Кирилл Кондрашин рассказывает о музыке и жизни - страница 53
— Давайте ставить Боровскую.
Как только Масленникова узнала, что Боровская будет петь, она пришла и сказала, что будет петь сама. На это Крамарев сказал:
— Нет, простите, из-за вас потревожен такой уважаемый человек, как Елизавета Михайловна Боровская; для нее уже перешивают костюмы, примеряют, и будет петь она, а не вы.
В четыре часа дня театр оцепили и началась чистка. Это значит, что вечером кто-то будет. Чаще всего приходил Сталин. А потому просматривали всё. Из театра всех выгоняли, потом вечером пропускали с особым тщанием, везде вокруг стояли посты, в оркестре состав был сильно увеличен, а искусствоведы в штатском сидели среди меди со скучающими физиономиями. И только начался спектакль, я увидел, что в ложу вошел Сталин с Бенешем. Бенеш приезжал в 1943 году заключать пакт о дружбе с Чехословакией. Тогда организовывался Чехословацкий корпус во главе со Свободой. И вот они пришли. Когда Боровская увидела Сталина, у нее голос задрожал. «Ну, — думаю, — крышка». Но как-то она взяла себя в руки и спектакль пропела, хотя впечатления особенного произвести не могла. Когда я уходил после спектакля, ко мне подбежали «массы»:
— Сталин на тебя смотрел; весь спектакль смотрел. Видно, ты ему понравился.

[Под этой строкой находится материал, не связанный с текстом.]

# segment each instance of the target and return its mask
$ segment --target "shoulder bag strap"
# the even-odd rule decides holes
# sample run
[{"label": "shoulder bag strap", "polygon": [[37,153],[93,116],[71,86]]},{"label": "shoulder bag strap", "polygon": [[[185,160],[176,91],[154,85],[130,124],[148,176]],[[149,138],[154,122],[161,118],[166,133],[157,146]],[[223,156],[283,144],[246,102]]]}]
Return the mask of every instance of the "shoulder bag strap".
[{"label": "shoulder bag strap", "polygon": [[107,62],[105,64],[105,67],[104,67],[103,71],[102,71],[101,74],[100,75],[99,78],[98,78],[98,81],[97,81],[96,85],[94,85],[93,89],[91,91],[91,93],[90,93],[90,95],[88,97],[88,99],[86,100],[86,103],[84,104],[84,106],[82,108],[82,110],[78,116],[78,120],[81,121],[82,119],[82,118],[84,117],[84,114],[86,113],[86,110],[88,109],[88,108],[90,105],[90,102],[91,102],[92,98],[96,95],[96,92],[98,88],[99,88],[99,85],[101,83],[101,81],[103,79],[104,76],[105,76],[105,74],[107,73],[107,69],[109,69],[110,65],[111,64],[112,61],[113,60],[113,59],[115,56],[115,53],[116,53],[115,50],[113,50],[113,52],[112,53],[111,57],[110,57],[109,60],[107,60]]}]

И через четыре или пять дней мы узнали, что Самосуд снят и назначен вместо него Пазовский, то есть то, что мы с Крамаревым сделали, было последней каплей.
До сих пор я считаю, что я поступил правильно, принципиально, хотя с точки зрения интересов театра (в смысле составить впечатление несмотря ни на что), раз Масленникова захотела петь, нужно было, чтобы она пела. Думаю, что если бы мы знали, что вечером будет такой гость, то, вероятно принципы тогда пошли бы побоку, но для меня ведь… искусство есть искусство и тогда забываешь о последствиях.
В. Р. Непонятна Ваша роль, не Вы же настояли…
К. К. Я не настоял, но я дал добро Боровской, и когда Масленникова выразила желание петь, мы с Крамаревым консультировались и оба решили — петь должна Боровская.
В общем, получилось так, что я, сам того не желая, в какой-то степени подложил Самосуду свинью.
Великие оперные деятели
К. К. Теперь еще несколько слов о Самосуде.
Следы Самосуда я помню еще в МАЛЕГОТе, потому что я поступил туда через полгода после его переезда в Москву. Чувствовалось, что это был музыкант очень тонкого вкуса. Необычайно любовно отделывавший партитуры, мастер колорита звучания, очень тонко разбирающийся в сцене человек и очень смелый новатор… Но, к сожалению… дилетант! Как ни странно.
Сам он виолончелист, дирижированию никогда не учился, начал этим заниматься случайно. В общем, дома с партитурой он работать не умел. Он все находил только на репетиции. Для него необходимы были сто репетиций, восемьдесят. Если меньше — спектакль не ставился…
В. Р. Для чего же нужна была такая масса репетиций?
К. К. И не для того, чтобы стало лучше, а для того, чтобы понять. У него была мания все время изменять. И менял он в лучшую сторону, но за счет мук оркестра. А ведь это все должно было быть результатом домашней работы дирижера. Доискиваться истины на репетиции большой кровью, использовать оркестр для проб и ошибок недопустимо для профессионала. Пазовский тоже делал по восемьдесят репетиций, но каждая его репетиция приносила что-то новое, работала на развитие ранее уже обдуманного плана. А у Самосуда очень часто все менялось. Но чутье сцены у него было очень яркое. Скажем, в «Пиковой даме» я не могу забыть четвертую картину. Эта игра паузами, необыкновенной звучностью — то еле слышно, как шорох, то достигающей истерического рева, — такого я не помню ни у кого.
Надо сказать, что Самосуд в конце своей деятельности в Большом театре увлекся режиссурой и начал сам ставить. Вот в этом тоже была его ошибка, которую он, умница, к счастью, сам понял. Он поставил «Ивана Сусанина» на сцене филиала (дирижировал Сахаров), какие-то спектакли он ставил в Куйбышеве. Но это было опять-таки на уровне режиссерского дилетантизма. Он это понял. И пригласил Покровского, совершенно отказавшись от своих режиссерских притязаний; в него влюбился и стал большим поклонником вот нас двоих.